Kommunale Satzungshoheit

Die Gemeinden haben ferner umfangreiche Gestaltungsmöglichkeiten im Rahmen ihrer kommunalen Satzungshoheit. Durch Satzung können örtliche Bauvorschriften erlassen und hierdurch die äußere Gestaltung baulicher Anlagen (z. B. Farbe, Ausmaße etc.) näher bestimmt werden. Außerdem kann die Gemeinde im Rahmen von Sondernutzungssatzungen Einfluss auf die Ladeinfrastruktur nehmen. Darin können beispielsweise Erleichterungen für die Erteilung von Sondernutzungserlaubnissen für Ladeinfrastruktur oder zur Gebührenreduzierung vorgesehen werden. Ferner hat die Gemeinde die Möglichkeit, im Rahmen einer Stellplatzsatzung weitere Anreize zur Entwicklung „elektrifizierter Parkplätze“ zu setzen. Dies kann etwa dadurch erfolgen, dass die Gemeinde in diesem Fall eine Abweichung vom üblichen Stellplatzschlüssel vorsieht. Sie könnte aber auch konkret vorgeben, dass eine bestimmte Anzahl an Parkplätzen zwingend mit entsprechenden Vorrichtungen für Ladeinfrastruktur zu versehen ist.

Bauleitplanung

Schließlich kann die Gemeinde den Ausbau der Ladeinfrastruktur dadurch steuern, dass sie diesen zum Gegenstand ihrer Bauleitplanung macht.

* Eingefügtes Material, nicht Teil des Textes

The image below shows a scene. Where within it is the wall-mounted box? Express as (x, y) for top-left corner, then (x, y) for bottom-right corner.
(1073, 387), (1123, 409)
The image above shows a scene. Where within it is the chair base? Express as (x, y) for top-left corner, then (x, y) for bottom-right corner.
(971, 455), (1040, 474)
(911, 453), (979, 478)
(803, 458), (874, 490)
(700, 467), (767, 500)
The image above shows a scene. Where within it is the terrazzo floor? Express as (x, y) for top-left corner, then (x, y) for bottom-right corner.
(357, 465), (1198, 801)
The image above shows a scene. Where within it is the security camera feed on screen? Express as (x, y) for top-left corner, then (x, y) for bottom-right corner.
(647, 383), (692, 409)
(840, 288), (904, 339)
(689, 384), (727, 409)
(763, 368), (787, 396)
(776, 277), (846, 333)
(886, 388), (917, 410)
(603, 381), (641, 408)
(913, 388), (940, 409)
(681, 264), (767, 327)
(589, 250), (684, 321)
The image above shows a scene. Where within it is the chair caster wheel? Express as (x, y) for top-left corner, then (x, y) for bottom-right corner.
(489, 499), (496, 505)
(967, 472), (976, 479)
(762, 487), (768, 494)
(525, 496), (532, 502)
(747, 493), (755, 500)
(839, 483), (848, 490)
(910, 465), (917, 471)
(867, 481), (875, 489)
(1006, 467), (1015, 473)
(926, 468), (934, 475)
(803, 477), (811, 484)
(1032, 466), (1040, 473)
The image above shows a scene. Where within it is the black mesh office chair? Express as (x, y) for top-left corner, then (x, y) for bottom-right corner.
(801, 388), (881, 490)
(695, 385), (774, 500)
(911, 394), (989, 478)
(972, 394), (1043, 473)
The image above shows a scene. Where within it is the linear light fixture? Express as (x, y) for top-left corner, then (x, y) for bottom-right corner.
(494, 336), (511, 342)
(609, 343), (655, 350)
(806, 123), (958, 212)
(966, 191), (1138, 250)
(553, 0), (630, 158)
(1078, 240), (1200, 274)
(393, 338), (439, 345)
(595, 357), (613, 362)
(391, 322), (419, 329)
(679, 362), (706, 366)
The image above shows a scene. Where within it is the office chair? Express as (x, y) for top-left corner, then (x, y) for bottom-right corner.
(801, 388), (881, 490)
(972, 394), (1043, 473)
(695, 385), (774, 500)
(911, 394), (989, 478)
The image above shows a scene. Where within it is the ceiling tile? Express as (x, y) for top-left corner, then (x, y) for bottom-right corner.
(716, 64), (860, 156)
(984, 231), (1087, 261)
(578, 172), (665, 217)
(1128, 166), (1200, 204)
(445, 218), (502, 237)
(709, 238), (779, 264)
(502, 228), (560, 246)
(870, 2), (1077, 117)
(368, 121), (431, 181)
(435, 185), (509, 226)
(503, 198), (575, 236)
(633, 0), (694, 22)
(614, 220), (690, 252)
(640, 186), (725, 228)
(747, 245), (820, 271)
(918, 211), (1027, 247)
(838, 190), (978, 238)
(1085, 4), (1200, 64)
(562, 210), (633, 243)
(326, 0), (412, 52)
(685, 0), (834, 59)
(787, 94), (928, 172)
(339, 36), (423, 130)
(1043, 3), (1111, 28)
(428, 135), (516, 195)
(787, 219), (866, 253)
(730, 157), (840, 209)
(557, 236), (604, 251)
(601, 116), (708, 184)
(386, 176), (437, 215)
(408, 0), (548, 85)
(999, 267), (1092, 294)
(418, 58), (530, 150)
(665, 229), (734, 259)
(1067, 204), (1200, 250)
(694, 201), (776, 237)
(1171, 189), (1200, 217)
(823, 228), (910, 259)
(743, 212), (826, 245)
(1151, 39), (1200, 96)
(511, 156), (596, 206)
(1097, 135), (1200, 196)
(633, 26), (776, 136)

Zwar finden sich heute im Festsetzungskatalog des Baugesetzbuches (noch) keine expliziten Festsetzungstatbestände hierzu. Es erscheint jedoch vertretbar, Ladeinfrastruktur bereits heute als „untergeordnete Nebenanlagen und Einrichtungen“ in Bebauungsplänen festzusetzen. Im Übrigen bietet sich stets das Instrument der städtebaulichen Verträge an. Auch hierdurch können bindende Vereinbarungen für private Investoren aufgegeben werden um sicherzustellen, dass bei der Ausweisung neuer Baugebiete die Entwicklung der Elektromobilität angemessene Berücksichtigung findet.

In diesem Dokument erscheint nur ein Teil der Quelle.